Und doch... Auch wenn der Neid auf andere Klubs, mit tollen und geeinten Fankurven, einer
richtigen Fan-Mentalität und einer engen Bande zwischen Anhang, Klubführung und
Mannschaft, zuweilen gross ist: Welcher madridista würde schon Klub tauschen wollen?
Es ist nicht
einfach, Real Madrid Fan zu sein. Aber es ist es das Beste auf der ganzen
Welt.
Anmerkung: Es
handelt sich bei den Artikeln auf diesem Blog um Meinungen.

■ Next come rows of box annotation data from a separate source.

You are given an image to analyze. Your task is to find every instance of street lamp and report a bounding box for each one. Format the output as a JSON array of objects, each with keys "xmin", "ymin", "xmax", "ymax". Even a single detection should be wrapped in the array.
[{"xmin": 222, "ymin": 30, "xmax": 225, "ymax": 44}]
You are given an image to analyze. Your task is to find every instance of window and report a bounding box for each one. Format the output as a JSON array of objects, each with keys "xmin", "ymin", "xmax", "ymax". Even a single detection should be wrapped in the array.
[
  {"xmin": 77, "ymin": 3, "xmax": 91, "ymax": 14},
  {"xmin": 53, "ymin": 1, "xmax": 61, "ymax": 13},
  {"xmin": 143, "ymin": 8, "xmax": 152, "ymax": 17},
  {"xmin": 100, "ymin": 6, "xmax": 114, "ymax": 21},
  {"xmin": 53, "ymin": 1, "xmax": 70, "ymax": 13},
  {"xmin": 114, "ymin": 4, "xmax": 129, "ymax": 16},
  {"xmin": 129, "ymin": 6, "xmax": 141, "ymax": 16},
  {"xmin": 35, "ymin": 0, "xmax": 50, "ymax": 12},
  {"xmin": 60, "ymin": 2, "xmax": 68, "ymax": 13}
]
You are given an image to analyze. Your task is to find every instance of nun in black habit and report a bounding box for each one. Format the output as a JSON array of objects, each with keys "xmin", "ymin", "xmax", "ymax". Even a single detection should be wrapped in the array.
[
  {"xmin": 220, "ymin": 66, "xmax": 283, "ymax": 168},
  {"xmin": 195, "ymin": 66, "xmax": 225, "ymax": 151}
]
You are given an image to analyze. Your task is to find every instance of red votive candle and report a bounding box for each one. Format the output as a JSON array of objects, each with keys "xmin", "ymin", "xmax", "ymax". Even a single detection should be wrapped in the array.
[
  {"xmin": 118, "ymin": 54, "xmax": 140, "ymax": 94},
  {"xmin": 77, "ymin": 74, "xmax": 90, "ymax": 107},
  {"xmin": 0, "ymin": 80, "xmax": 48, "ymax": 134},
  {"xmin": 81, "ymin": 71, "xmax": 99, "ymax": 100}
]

Sie wiederspiegeln
nicht die Ansichten von berna madridista oder der Vereinsführung. Der Blog ist
lediglich eine Plattform, für diverse Ansichten und Beiträge der Mitglieder. Jedes
Mitglied des Fanklubs kann darauf Artikel veröffentlichen, sofern die grundlegenden Regeln des
Respekts und der Qualität eingehalten werden.